Denbury Resources Uses CO2 to Dramatically Expand Montana Oil Production – [TEST] The Objective Standard

Denbury Resources has announced the startup of the first oil production project in Montana that uses the “enhanced oil recovery” technique of carbon dioxide (CO2) flooding.

In this process, CO2 is pumped underground into an oil-bearing rock formation. The CO2 mixes with the oil, releasing it from the surrounding rock, and the pressure from the injection pushes the oil up through a well (i.e., steel pipe) to the surface.

After more than $300 million dollars in investment and three years of development, the company expects to extend the life of Montana’s Bell Creek Oilfield by decades and to produce more than thirty billion barrels of additional oil there.

Engineers are now injecting CO2 4,500 feet below the surface into tiny oil-filled pores of a forty-foot-thick section of rock called the Muddy Sandstone. The pressure used to pump the CO2 into the ground moves the resulting mixture into adjacent wells (called “producers”), where it travels to the surface.

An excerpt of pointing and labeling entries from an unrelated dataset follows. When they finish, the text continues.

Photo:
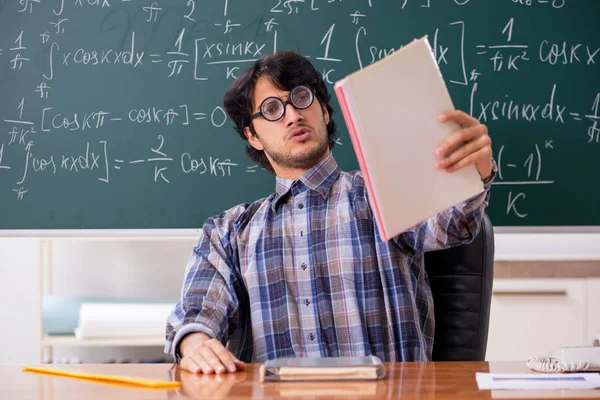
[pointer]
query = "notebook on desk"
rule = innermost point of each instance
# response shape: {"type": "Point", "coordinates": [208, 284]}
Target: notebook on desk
{"type": "Point", "coordinates": [321, 369]}
{"type": "Point", "coordinates": [391, 109]}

On the surface, a facility separates the CO2 from the oil, sending the oil to a pipeline, and reinjecting the CO2 back into the ground, where it separates more oil from rock.

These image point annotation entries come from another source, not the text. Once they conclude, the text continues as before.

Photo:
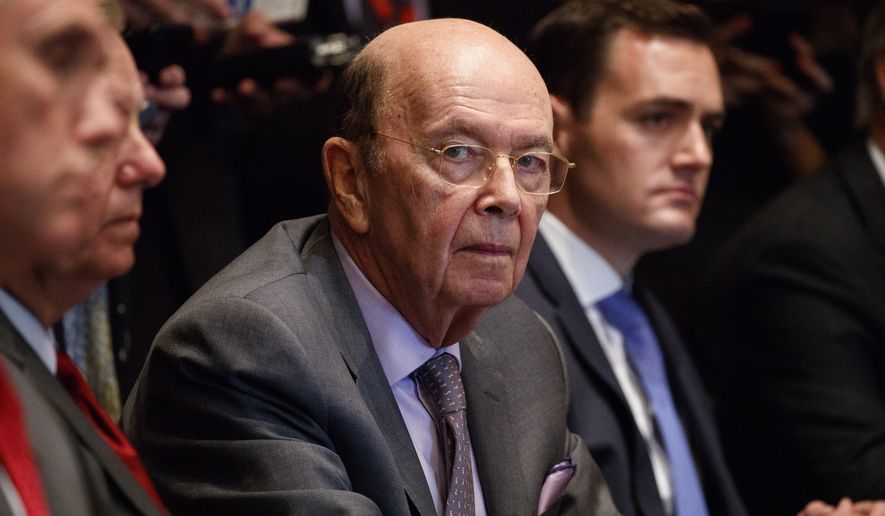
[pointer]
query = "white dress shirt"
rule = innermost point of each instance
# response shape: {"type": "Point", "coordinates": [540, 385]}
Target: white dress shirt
{"type": "Point", "coordinates": [877, 157]}
{"type": "Point", "coordinates": [40, 338]}
{"type": "Point", "coordinates": [593, 279]}
{"type": "Point", "coordinates": [401, 350]}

The CO2 supply comes from the Lost Cabin natural gas processing plant in Wyoming. The gas plant began operation in 1995 and originally vented waste CO2 into the atmosphere. In 2011, the plant operators began upgrading the facilities with CO2 capture technology, which now collects this previously useless exhaust for sale to oil producers.

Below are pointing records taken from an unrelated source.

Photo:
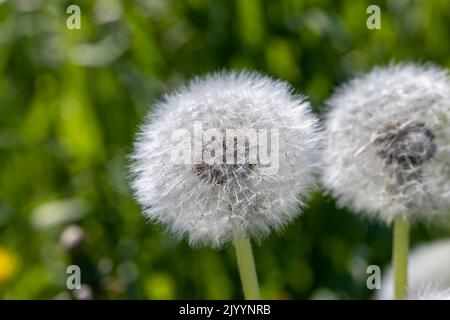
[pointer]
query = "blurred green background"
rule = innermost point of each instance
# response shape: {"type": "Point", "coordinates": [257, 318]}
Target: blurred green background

Prior to the advancements enabled by Denbury Resources, the Bell Creek field was producing 975 barrels of oil per day. With the advancements, Bell Creek is expected to increase production to more than ten thousand barrels per day.

Congratulations to the innovative scientists, engineers, and businessmen of Denbury Resources. May they profit handsomely from this remarkable, life-serving technology.